Assim, o que é legado às gerações futuras não é o passado em sua integridade, mas o resultado das escolhas feitas pelas classes, grupos, indivíduos que dominaram e dominam as sociedades históricas e se apoderam da memória e do esquecimento. Os monumentos exercem muito bem essa função, como indica o seu sentido filosófico: “tudo aquilo que pode evocar o passado, perpetuar a recordação” 2. Os monumentos são, portanto, uma espécie de antídoto seletivo para o esquecimento.
As cidades estão repletas de lugares intencionalmente construídos para manter vivo o passado escolhido. Todas as cidades, independentemente da sua extensão territorial ou da quantidade de habitantes, possuem monumentos que homenageiam fatos históricos e/ou pessoas consideradas ilustres nos recortes históricos selecionados por aqueles que controlam a história e a memória.
Esse controle, contudo, não é absoluto e com a consolidação dos regimes democráticos, a ampliação das liberdades e o exercício dos direitos culturais, os diferentes grupos formadores da sociedade brasileira estão reivindicando os seus espaços de memória e os seus lugares na história.
Eles questionam a historiografia oficial e a compatibilidade de monumentos que homenageiam figuras do passado, cujos atos praticados lhes renderiam, na atualidade, não homenagens, mas julgamentos em cortes internacionais por atos contra a humanidade.
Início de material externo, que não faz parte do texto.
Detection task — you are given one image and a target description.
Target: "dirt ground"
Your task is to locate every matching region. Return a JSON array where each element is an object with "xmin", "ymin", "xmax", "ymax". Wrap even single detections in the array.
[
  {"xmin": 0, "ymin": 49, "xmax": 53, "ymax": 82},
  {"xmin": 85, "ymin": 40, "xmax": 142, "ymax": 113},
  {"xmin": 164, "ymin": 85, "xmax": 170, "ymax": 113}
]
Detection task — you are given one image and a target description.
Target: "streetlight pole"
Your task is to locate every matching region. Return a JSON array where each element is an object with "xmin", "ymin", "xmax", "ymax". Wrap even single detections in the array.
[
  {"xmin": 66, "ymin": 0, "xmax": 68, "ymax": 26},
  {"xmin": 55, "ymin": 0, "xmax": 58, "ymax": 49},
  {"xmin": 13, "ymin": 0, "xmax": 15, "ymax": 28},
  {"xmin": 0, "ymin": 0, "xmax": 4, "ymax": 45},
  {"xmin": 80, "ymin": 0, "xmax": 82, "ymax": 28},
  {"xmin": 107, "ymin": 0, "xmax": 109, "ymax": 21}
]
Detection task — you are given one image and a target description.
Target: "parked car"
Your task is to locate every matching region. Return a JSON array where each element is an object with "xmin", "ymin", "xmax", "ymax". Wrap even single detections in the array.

Nesta linha, o município do Rio de Janeiro aprovou a Lei Municipal nº. 8.205, de 2023, que vedava manter ou instalar monumentos, estátuas, placas e quaisquer homenagens a escravocratas, eugenistas e aqueles que praticaram atos lesivos aos direitos humanos, à liberdade religiosa e atos racistas. A referida lei indica as medidas a serem adotadas em relação aos monumentos já existentes, determinando a transferência deles para ambientes de perfil museológico, determinando que sejam asseguradas a presença de informações que contextualizem a obra e o personagem.
A solução dada pela referida lei no trato de monumentos opressivos foi apontada por este articulista em texto escrito em 2020 3, quando vieram à tona uma série de protestos sob o lema “Black Lives Matter” que desencadearam a destruição de monumentos associados à escravidão de negros e índios, como a estátua de Edward Colston (1636-1721) em Bristol e as de Cristóvão Colombo (1451-1506) nos Estados Unidos.
Naquela oportunidade escrevia:
Preservar os monumentos erguidos em referência a fatos e pessoas cujos atos não condizem com os valores do presente, não significa cultuar os escravocratas, mas é um ato, antes de tudo, de enfrentamento do passado para conferir um novo sentido, ou mesmo para anular o sentido que originalmente lhe foi atribuído. A remoção de monumentos dos espaços públicos para os museus, com o fim de propiciar a sua reconstrução semântica é também uma possibilidade que deve ser discutida nesse processo de ressignificação 4.
Contudo, a referida lei teve uma vida curta e não chegou a ser aplicada. Sancionada tacitamente, o que ocorre diante da inércia do Chefe do Poder Executivo municipal em se posicionar sobre uma proposição legislativa para manifestar expressamente sua concordância ou discordância. A Lei municipal nº. 8.205, de 2023 vigorou até o início de janeiro de 2025, quando outra Lei Municipal (Lei nº. 8.780), cujo único propósito foi revogá-la, colocou por terra uma ótima oportunidade de discutir e ressignificar o passado, para confrontá-lo.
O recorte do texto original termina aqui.